What are carbon credits, and do they help or hinder the fight against climate change? - Raphael Chaskalson
- Raphael Chaskalson
- Dec 15, 2024
- 9 min read
Updated: Mar 31
Let’s begin with a quick thought experiment. You, or your company, want to do your bit to fight climate change, and have made a big effort to reduce your own emissions. Wouldn’t it be great if you could spend some additional money to fund emissions reductions elsewhere in the world, to go above and beyond your own emissions reduction efforts? This idea underpins the concept of a carbon credit. You might not have bought carbon credits yourself – but you’ve helped finance them if you’ve ever purchased a product claiming to be “carbon neutral”, for example, or if you’ve chosen an electricity provider that claims to supply you with zero carbon electricity. These instruments are elegant in their simplicity – but have proven extremely controversial in climate policy circles. This article is intended to give you a primer on what these instruments are, what they can (and can’t) be used for, and why – despite their noble aims – their merits continue to be vigorously debated.
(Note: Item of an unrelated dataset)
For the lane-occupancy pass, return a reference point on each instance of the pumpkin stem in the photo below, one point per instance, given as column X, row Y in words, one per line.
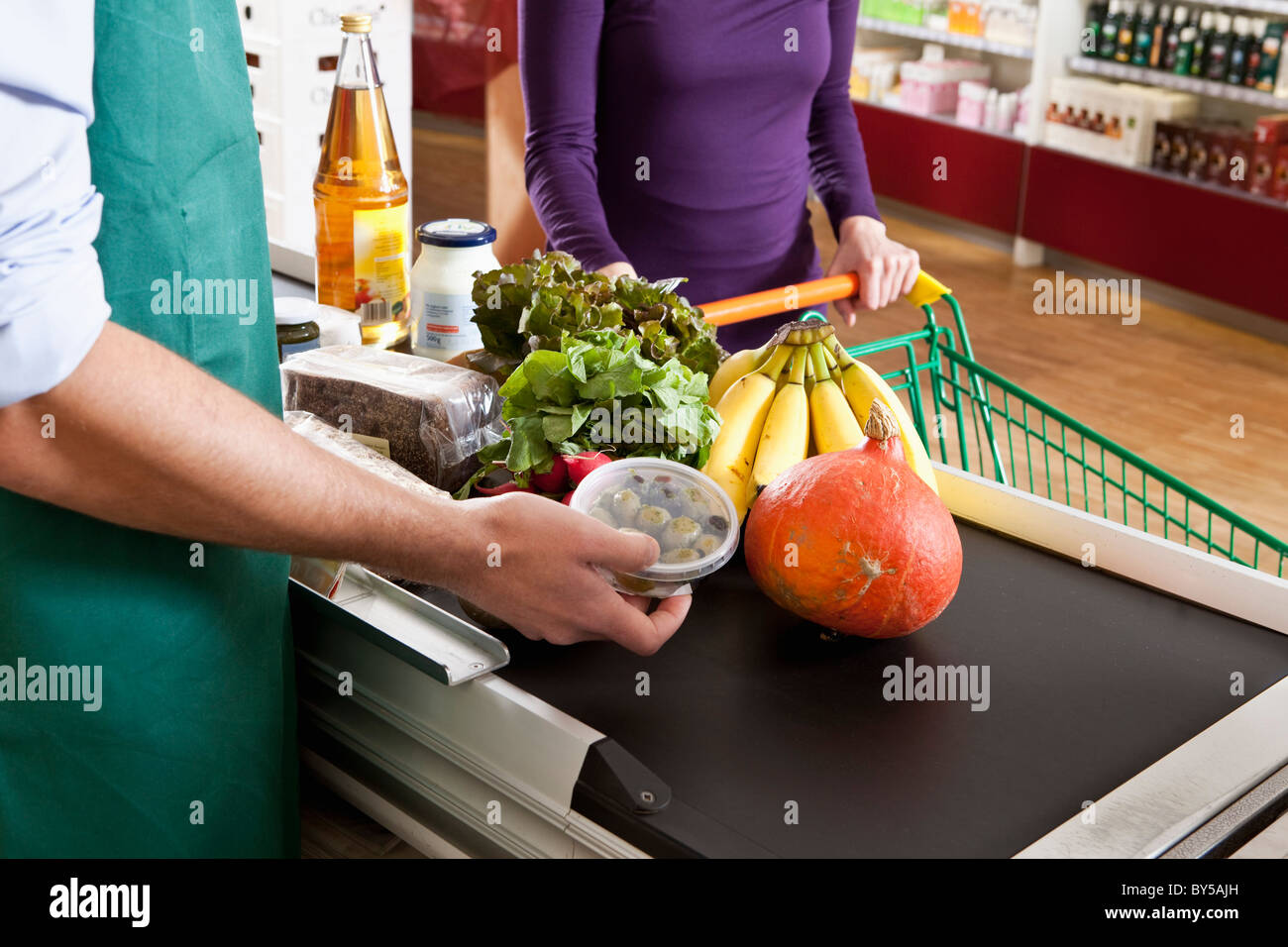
column 881, row 424
column 872, row 570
We need to go back at least 35 years to understand why these instruments were originally developed. But before we do, let’s be clear on what they are. A carbon credit is a tradeable instrument that is meant to represent a tonne of greenhouse gas emissions reduced or removed from the atmosphere. They are expressed as tonnes of “CO2 equivalent” – meaning that they can include reductions in other greenhouse gases (like methane), whose climate impacts have been normalised to be fungible with carbon dioxide. The money used to purchase the credit should, in theory, be used be used to fund an intervention that has positive outcomes for the climate – for example, reforesting a vacant area of land, or shutting down a coal power plant earlier than planned. This is the supply side of the market – one factor that determines the credit’s price. The demand-side, which also determines price, is less straightforward. Buyers of carbon credits will want them more – and pay higher prices for them – if there is a strong use case for “owning” an asset that represents a climate benefit.
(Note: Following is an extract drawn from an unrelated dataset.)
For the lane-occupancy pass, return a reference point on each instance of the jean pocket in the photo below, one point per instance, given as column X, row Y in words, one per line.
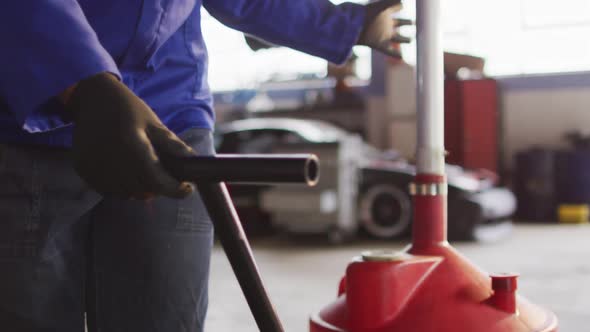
column 20, row 198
This is where it is critical to understand the different use cases for credits. Many people refer consider carbon credits and “carbon offsets” synonymous. This is a common error. Carbon offsetting is a specific use case for carbon credits, by which their CO2 equivalent value is netted directly against your or your company’s emissions, and the value that you report is the difference between the two. You could equally buy credits and report their total separately, to show how much you’ve contributed to the fight against climate change in excess of you or your company’s direct emissions. These nuances are critical to understanding why these instruments are controversial. We will return to this point later on.
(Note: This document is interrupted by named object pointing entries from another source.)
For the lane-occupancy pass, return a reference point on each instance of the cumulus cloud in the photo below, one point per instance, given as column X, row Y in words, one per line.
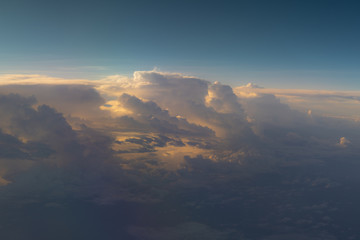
column 172, row 154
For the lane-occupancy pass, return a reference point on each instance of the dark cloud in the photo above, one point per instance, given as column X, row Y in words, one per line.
column 174, row 157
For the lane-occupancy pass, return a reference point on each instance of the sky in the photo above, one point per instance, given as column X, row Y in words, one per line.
column 283, row 44
column 157, row 120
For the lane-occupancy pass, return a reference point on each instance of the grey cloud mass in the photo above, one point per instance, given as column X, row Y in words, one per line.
column 168, row 156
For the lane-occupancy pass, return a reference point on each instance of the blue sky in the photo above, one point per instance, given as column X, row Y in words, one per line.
column 285, row 44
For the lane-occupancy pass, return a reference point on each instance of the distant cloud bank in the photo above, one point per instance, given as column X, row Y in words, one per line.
column 144, row 139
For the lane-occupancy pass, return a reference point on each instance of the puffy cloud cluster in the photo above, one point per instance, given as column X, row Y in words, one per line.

“We were never under any illusion that carbon offsets were going to save the world”
But first: some history. It was an American Energy Company – Applied Energy Services (AES) – who, together with the World Resources Institute (WRI), conceived of the first carbon crediting programme in 1989. AES operated small coal-fired power stations. Climate science was already aware of the impacts burning coal has on the atmosphere, as was the CEO of AES, who wanted to reduce the company’s impact on the planet but saw no cost-effective alternative to producing electricity at scale other than by burning coal. So, with WRI’s technical assistance, AES designed and funded a conservation project in Guatemala to slow down deforestation, and hence reduce the total greenhouse gases in the atmosphere. Mark Trexler, who WRI contracted to lead the project, saw this as a purely philanthropic exercise. “We were never under any illusion that carbon offsets were going to save the world”, he later told Carbon Brief.
However, the idea of incentivising emitters to pay for cost-effective emission reductions quickly gained mainstream policy traction in the 1990s. It’s easy to see why: planting trees in a developing country is far cheaper than, say, flying an aeroplane off sustainable fuel. Carbon credits were arguably a climate economist’s dream, offering efficient solutions to complex problems. The landmark Kyoto Protocol (1997) included provisions to create a UN-supervised platform for trade in credits to fund emissions reductions around the world, known as the Clean Development Mechanism (CDM). This, it was believed, would channel billions of dollars in climate finance towards green activities in emerging markets, and spur on a broader process of sustainable development.
It didn’t work out that way – here’s why.
“Sham consultations, ruthless exploitation”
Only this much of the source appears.